Three months after I became CCAI’s Executive Director I received a call from a frantic mother whose son’s orphanage, Casa Quivera, had been raided by the Guatemalan authorities the night before. The raid, she was told, was a part of the Guatemalan government’s effort to investigate the orphanage director whom they believed engaged in corrupt practices. Over the next year, I met hundreds of other parents whose adoptions had become immersed in a sea of similar investigations while their children languished in orphanages.
It was under this lens that our focus on the child welfare system in Guatemala began. We would soon learn that the passage of the 2007 Adoption law, although a necessary step, has presented two very real challenges for the Guatemalan government. First, it left hundreds of children whose international adoptions were not complete in legal limbo. Without a clear path forward, these cases underwent investigation after investigation. Six years later, approximately one hundred of these adoptions remain incomplete today. Secondly, it required that the Guatemalan government invest time, money and resources in developing domestic alternatives for children in need of family care.

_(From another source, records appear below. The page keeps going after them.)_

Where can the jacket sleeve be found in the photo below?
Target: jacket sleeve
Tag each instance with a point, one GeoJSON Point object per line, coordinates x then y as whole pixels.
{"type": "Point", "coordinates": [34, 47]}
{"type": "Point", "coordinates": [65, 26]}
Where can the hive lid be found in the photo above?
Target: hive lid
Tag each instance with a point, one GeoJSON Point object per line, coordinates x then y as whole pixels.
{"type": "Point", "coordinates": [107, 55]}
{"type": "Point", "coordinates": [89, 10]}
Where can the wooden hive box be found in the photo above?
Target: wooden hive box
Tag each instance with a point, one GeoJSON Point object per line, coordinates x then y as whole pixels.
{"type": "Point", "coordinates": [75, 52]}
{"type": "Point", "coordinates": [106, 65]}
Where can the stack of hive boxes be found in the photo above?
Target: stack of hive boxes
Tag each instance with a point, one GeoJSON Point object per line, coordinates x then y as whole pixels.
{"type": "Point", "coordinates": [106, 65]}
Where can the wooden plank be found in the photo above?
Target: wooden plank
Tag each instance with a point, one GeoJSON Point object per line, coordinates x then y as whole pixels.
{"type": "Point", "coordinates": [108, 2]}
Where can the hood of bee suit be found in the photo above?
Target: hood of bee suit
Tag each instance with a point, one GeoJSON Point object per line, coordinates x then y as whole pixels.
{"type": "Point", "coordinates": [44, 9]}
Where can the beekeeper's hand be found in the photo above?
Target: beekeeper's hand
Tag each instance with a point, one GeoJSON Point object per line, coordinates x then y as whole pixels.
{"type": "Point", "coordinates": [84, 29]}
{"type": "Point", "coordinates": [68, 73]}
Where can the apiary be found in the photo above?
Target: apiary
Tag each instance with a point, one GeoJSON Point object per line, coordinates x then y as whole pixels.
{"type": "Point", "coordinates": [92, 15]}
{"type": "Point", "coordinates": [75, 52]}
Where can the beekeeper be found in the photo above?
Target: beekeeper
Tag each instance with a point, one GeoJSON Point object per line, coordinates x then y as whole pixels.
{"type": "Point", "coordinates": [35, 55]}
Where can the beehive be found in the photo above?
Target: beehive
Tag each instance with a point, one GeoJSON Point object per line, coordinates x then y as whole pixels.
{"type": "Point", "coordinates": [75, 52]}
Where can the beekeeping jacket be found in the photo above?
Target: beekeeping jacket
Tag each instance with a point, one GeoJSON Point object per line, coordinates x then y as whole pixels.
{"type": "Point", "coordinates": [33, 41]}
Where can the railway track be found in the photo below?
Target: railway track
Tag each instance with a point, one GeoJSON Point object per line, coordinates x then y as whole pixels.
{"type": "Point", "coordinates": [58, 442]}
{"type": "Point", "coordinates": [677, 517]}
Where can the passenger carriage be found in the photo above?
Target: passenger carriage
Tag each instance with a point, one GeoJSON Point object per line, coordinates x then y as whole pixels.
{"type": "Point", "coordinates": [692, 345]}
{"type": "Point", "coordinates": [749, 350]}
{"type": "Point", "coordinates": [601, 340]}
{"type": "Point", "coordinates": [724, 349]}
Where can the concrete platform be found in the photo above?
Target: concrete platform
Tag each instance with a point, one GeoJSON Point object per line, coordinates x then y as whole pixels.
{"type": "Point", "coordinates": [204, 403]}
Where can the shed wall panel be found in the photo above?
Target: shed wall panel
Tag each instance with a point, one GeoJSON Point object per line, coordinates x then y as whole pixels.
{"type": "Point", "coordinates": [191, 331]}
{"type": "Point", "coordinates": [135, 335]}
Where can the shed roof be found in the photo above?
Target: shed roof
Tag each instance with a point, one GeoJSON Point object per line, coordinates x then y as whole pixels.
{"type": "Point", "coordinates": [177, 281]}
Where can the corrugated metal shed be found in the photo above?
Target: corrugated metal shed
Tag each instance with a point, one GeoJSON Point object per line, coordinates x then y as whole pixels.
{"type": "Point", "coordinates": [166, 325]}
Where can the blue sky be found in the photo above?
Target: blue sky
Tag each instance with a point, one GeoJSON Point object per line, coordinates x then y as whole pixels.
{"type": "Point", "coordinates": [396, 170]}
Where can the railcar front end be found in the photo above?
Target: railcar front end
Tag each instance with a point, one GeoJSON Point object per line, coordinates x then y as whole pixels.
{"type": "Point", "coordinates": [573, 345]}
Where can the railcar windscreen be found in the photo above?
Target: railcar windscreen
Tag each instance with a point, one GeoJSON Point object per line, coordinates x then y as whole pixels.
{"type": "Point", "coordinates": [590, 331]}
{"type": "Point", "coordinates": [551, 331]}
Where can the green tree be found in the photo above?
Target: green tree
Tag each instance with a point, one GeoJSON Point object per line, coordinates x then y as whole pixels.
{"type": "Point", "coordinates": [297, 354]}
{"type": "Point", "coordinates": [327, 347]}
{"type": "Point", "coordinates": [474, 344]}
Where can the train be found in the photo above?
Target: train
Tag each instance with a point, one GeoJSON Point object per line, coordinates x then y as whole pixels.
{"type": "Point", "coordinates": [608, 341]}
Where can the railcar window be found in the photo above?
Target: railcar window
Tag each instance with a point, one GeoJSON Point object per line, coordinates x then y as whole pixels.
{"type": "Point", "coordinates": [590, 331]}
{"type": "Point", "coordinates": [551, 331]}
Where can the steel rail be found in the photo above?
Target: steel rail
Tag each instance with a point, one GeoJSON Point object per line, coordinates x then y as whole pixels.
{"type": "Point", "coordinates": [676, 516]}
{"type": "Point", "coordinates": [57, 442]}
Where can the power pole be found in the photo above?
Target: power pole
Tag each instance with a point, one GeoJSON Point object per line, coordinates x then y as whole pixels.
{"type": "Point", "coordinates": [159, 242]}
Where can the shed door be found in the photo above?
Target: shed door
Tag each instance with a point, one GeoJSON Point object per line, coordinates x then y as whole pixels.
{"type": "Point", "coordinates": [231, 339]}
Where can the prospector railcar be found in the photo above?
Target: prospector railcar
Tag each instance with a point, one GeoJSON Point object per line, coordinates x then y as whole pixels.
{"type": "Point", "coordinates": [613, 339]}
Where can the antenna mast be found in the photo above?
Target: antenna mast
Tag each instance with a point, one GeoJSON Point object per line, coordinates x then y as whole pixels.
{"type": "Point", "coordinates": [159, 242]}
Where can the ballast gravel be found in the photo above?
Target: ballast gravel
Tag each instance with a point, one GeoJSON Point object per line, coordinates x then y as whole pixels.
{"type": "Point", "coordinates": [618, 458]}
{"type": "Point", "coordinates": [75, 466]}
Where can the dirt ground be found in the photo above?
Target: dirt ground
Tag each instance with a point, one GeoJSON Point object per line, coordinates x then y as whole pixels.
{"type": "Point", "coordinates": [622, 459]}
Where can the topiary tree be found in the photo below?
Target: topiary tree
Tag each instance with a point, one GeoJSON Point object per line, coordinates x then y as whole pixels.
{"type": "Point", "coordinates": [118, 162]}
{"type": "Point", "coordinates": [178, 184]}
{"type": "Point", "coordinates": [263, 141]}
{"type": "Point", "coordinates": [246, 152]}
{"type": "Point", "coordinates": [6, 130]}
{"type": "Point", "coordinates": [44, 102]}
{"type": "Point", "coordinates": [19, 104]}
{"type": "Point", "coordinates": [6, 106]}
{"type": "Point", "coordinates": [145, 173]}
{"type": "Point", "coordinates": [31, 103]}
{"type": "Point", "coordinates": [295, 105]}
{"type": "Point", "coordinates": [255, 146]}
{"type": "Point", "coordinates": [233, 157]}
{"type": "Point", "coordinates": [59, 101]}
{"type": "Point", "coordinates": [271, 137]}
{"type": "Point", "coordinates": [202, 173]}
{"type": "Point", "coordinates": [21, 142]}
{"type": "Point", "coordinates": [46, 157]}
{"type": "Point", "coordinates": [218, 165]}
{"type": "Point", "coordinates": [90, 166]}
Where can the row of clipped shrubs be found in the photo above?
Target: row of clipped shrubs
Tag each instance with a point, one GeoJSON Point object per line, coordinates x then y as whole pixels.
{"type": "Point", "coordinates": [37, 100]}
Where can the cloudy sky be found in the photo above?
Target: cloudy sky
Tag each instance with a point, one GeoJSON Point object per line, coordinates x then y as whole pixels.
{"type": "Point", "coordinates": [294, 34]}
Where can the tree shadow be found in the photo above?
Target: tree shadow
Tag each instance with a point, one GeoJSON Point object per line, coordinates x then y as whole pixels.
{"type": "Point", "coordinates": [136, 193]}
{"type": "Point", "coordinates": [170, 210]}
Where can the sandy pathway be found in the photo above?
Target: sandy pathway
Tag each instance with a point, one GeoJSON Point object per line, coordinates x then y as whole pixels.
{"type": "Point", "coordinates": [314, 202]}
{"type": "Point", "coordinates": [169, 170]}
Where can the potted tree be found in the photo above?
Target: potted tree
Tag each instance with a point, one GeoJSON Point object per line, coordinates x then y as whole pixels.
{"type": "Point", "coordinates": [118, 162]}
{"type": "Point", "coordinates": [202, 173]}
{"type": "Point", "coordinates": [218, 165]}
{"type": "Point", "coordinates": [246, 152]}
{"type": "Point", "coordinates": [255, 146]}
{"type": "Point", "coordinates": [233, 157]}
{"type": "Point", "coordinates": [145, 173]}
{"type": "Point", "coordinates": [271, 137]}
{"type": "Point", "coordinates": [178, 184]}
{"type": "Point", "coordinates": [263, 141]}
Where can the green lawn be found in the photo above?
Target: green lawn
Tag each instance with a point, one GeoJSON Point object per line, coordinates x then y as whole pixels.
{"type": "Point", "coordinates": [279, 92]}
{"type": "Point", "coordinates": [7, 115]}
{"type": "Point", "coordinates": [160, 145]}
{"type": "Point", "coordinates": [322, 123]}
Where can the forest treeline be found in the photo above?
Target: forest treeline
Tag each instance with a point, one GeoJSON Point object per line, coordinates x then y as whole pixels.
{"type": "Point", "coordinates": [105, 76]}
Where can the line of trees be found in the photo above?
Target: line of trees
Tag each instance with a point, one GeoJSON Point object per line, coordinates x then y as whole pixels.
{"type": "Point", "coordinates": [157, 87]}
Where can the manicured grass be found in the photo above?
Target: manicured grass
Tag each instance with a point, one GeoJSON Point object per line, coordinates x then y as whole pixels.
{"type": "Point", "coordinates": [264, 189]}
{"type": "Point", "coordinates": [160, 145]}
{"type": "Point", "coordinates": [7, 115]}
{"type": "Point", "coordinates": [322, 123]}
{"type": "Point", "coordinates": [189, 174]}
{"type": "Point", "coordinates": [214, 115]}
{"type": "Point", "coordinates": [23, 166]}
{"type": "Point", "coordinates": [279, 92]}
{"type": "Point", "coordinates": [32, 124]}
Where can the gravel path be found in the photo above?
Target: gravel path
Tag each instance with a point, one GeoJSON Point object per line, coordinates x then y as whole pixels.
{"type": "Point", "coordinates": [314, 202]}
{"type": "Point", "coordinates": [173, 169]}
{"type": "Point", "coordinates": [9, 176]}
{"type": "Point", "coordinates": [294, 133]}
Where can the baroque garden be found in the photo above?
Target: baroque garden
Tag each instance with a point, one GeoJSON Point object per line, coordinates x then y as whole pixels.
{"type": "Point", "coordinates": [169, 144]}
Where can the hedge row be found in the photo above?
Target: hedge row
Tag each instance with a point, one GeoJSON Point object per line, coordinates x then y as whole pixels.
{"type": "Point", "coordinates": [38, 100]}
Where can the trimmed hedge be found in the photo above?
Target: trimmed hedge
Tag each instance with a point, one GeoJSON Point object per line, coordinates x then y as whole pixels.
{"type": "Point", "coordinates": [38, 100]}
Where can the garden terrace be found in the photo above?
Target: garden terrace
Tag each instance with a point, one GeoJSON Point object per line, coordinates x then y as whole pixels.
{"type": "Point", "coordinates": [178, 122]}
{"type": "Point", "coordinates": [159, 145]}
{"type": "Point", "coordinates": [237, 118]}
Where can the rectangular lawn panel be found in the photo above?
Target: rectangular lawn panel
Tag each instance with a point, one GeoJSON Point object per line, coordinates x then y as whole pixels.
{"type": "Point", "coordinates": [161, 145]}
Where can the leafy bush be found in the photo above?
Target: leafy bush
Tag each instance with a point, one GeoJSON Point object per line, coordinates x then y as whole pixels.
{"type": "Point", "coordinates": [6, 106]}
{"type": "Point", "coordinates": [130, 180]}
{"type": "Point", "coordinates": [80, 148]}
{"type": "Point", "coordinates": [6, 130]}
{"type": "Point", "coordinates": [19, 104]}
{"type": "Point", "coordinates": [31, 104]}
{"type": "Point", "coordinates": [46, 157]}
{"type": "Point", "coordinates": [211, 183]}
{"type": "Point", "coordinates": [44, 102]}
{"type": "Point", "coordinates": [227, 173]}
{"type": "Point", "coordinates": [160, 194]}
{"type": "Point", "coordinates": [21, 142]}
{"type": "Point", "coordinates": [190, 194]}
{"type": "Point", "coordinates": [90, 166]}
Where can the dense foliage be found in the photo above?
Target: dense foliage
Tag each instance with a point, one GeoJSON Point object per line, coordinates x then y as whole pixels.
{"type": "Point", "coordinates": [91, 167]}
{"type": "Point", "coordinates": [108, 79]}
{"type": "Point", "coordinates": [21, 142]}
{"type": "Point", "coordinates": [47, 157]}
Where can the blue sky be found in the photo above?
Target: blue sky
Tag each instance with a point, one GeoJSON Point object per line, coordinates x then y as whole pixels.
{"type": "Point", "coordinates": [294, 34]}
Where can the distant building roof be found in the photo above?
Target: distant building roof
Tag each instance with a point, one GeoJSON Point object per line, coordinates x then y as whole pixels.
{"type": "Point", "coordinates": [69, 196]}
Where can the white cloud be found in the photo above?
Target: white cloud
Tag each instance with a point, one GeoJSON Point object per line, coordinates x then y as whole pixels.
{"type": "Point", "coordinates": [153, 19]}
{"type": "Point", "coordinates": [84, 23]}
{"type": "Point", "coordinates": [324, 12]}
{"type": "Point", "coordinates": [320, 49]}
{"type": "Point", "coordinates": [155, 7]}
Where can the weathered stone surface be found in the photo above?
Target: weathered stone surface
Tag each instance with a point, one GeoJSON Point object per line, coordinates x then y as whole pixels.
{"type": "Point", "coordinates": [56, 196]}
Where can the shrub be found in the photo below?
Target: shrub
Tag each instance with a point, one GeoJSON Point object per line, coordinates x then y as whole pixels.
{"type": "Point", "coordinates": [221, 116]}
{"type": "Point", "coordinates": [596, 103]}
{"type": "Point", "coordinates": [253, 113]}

Our first step was to raise awareness among Members of Congress about these challenges and to enlist their support in advocating for change. We are proud to have partnered with the Joint Council for International Children’s Services (JCICS), the National Council for Adoption (NCFA) and Guatemala 900 to host several briefings on the status of pending cases. Once we had the support we needed from the US Department of State, US Citizenship and Immigration Services (USCIS) and nearly 100 Members of Congress, we began to bring this support to bear in Guatemala.
Over the past two years, CCAI has been part of five high-level delegations to Guatemala. Through these visits we have not only had the chance to advocate for the rights of the children unnecessarily trapped in orphanages, but we have also had the chance to learn more about the Guatemalan government’s efforts to build a Hague-compliant system of child welfare. There is undoubtedly a lot that still needs to be done in this regard. Yet at the same time, the Guatemalans have been aggressive in their efforts to put in place a new system, one that is less reliant on institutional care.
Late last night, CCAI welcomed 14 delegates from Guatemala’s courts, governmental agencies and universities to Washington, DC. We have invited these individuals to participate in our Pathways to Permanency project because of their direct involvement in the welfare of children in Guatemala. Our hope is that this exchange will inspire these individuals to become agents of change in their own communities. The week ahead will be filled with presentations by US experts in child welfare; conversations among judicial colleagues; meetings with Members of Congress and the Administration and lessons in best practice from other regional models.
I have many hopes for the week ahead, but chief among them is this: that everyone who participates in this week comes away with a deep desire to see every child in Guatemala have a safe, loving and permanent family to call their own. I hope that they will see that achieving this goal requires the use of all options for permanency. And most importantly, I hope that like those of us at CCAI, they will be willing to work to remove every barrier that stands in the way of this hope becoming reality.